Roger Fry's famous "An Essay in Aesthetics" has been so much read over the last nearly one hundred years that we seem to think we already know what is there. That is, Fry is simply an advocate of Formalism. Indeed, most people simply lump him in with Clive Bell. I would like to suggest a different reading here, one that might shed some light on possibilities for the new sub-discipline of everyday aesthetics. Fry begins with a strong distinction between actual life and imaginative life. In the latter "the
whole consciousness may be focused upon the perceptive and the
emotional aspects of the experience." This allows us "in the
imaginative life, a different set of values, and a different kind of
perception." The movies represent the imaginative life in that the action-response is cut off: "we see a runaway horse and cart, we do not have to think either of getting out of the way or heroically interposing ourselves." As a result, we see more clearly "a number of quite interesting
but irrelevant things, which in real life could not struggle into our
consciousness, bent, as it would be, entirely upon the problem of our
Now it would seem that this would indicate detachment from everyday life, that, for example, this attitude (sometimes called the aesthetic attitude) is quite the opposite of the attitude of life. But I would argue that everyday life has two aspects, and that one aspect is precisely the part that comes up when we take the aesthetic, as opposed to the practical, attitude. Where I would disagree with Fry here is simply over the rigidity of the distinction. There are gradations of attention between the totally practical and the aesthetic, and most of our lives is more in the grey area between these poles. More accurately, we tend to shift along this continuum, back and forth. I agree that we notice things on the movie screen that we might not notice if looking in daily life. But then again, if in daily life, we shift a little to the aesthetic side, we might very well notice those things.
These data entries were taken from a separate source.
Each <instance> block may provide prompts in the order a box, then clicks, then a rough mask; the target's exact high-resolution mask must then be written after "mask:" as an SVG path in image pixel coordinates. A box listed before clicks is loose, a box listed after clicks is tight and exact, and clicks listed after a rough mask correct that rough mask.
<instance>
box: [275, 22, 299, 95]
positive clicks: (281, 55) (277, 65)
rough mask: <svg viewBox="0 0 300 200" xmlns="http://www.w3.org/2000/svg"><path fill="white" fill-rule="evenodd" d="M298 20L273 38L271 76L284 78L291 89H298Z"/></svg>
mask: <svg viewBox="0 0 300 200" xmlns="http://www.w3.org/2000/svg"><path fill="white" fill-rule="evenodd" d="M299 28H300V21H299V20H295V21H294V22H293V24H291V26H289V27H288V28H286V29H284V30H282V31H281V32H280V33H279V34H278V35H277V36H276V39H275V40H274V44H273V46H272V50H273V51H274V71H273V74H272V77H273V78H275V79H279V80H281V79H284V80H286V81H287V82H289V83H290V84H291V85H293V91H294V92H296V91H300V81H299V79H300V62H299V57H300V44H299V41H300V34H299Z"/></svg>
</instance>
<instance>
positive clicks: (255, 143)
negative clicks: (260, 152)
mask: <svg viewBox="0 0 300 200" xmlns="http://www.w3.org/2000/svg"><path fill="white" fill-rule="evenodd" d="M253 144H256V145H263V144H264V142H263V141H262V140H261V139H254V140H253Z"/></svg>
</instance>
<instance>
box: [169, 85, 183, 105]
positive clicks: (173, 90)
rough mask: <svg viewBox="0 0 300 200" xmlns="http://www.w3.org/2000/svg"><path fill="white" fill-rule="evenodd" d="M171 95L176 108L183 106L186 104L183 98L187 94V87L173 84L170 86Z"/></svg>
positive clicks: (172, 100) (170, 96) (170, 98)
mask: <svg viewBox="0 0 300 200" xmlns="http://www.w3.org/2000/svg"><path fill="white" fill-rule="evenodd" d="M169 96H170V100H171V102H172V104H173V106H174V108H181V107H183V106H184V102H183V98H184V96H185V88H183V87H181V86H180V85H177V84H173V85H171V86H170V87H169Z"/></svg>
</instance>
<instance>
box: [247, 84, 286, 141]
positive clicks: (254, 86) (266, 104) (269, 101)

Fry's next example is particularly intriguing. "A somewhat similar effect to that of the cinematograph can be obtained by watching a mirror in which a street scene is reflected. If we look at the street itself we are almost sure to adjust ourselves in some way to its actual existence. We recognize an acquaintance, and wonder why he looks so dejected this morning, or become interested in a new fashion in hats--the moment we do that the spell is broken, we are reacting to life itself in however slight a degree, but, in the mirror, it is easier to abstract ourselves completely, and look upon the changing scene as a whole."
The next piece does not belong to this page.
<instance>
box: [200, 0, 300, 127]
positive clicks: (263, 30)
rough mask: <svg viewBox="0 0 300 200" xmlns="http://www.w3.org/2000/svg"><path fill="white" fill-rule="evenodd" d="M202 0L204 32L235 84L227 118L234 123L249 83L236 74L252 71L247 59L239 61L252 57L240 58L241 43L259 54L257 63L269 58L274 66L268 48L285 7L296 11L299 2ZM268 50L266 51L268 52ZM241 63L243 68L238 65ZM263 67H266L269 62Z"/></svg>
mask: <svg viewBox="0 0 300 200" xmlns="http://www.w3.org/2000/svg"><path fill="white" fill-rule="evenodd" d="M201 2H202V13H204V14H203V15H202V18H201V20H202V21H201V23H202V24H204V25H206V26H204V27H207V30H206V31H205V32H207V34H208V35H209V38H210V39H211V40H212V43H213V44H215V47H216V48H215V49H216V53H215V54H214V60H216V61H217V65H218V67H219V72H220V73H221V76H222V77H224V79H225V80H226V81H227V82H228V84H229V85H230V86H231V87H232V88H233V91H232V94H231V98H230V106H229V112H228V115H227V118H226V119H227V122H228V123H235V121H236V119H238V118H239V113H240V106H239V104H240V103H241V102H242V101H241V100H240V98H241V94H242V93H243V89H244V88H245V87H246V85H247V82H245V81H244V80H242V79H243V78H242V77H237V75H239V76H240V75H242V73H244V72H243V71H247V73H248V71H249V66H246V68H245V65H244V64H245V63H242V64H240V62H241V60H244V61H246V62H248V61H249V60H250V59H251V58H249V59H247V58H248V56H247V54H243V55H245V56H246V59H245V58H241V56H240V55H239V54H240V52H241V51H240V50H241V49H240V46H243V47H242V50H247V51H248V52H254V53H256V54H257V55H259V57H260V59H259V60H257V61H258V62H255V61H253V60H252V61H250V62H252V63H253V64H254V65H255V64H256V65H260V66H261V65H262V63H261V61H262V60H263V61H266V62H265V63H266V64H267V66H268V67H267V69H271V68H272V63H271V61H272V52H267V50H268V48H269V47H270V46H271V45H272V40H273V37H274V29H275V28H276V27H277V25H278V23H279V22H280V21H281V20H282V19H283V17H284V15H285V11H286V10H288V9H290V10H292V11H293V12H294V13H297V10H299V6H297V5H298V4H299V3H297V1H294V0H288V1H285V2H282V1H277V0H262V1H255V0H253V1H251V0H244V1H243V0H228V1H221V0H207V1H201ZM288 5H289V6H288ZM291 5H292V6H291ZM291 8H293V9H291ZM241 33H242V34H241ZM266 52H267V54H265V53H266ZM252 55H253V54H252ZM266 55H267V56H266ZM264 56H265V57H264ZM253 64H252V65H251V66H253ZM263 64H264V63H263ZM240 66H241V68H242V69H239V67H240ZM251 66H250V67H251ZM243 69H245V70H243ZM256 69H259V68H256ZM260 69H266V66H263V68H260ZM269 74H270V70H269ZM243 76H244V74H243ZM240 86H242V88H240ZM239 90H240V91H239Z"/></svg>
Note how Fry rather inappropriately identifies "actual existence" with becoming "interested in a new fashion in hats," as though being aesthetically interested in hats has nothing to do with imaginative existence. Actually "being interested" is a form of imaginative perception, and one that exists in the above-mentioned grey area. It is not purely aesthetic, but then again, not purely practical either. Even the wonder at the dejected air of an acquaintance does not fall totally outside the imaginative domain. Wonder is something very different from mere practical activity.
Although I am not completely on board with Fry, I do think something of interest is happening here. He goes on: "It [seeing in a mirror] then, at once, takes on the visionary quality, and we become true spectators, not selecting what we will see, but seeing everything equally, and thereby we come to notice a number of appearances and relations of appearances, which would have escaped our vision before, owing to that perpetual economizing by selection of what impressions we will assimilate, which in life we perform by unconscious processes." I think something like that does in fact happen sometimes when looking in mirrors or when looking into the image at the back of a camera or through binoculars.
To go on: "The frame of the mirror then, does, to some extent, turn the reflected scene from one that belongs to our actual life into one that belongs rather to the imaginative life. The frame of the mirror makes its surface into a very rudimentary work of art, since it helps us to attain to the artistic vision. For that is what, as you will already have guessed, I have been coming to all this time, namely that the work of art is intimately connected with the secondary imaginative life, which all men live to a greater or lesser extent."
The idea here that the surface of a mirror is made into "a very rudimentary work of art since it helps us to attain to the artistic vision" is very interesting. Fry is posing that there is a "secondary imaginative life" and that art is connected with that. Thus on his view there is a continuity between art and life. After all, we "live to a greater or lesser extent" in this imaginative world. Life is not just practical or "actual" life. The aesthetics of everyday life begins to take on life when it approaches art, when everyday life is scene as framed, as partaking in "artistic vision." This is what I have called "the extraordinary in the ordinary."
This leads to Fry's definition of art: "Art, then, is an expression and a stimulus of this imaginative life, which is separated from actual life by the absence of responsive action." What is interesting about this definition is that it extends art beyond its normal bounds insofar as it is tied very closely to "imaginative life." At the same time, it also seems clear that Fry is not extending art so far as to include all aspects of imaginative life: it expresses it and stimulates it, but arguable is not it.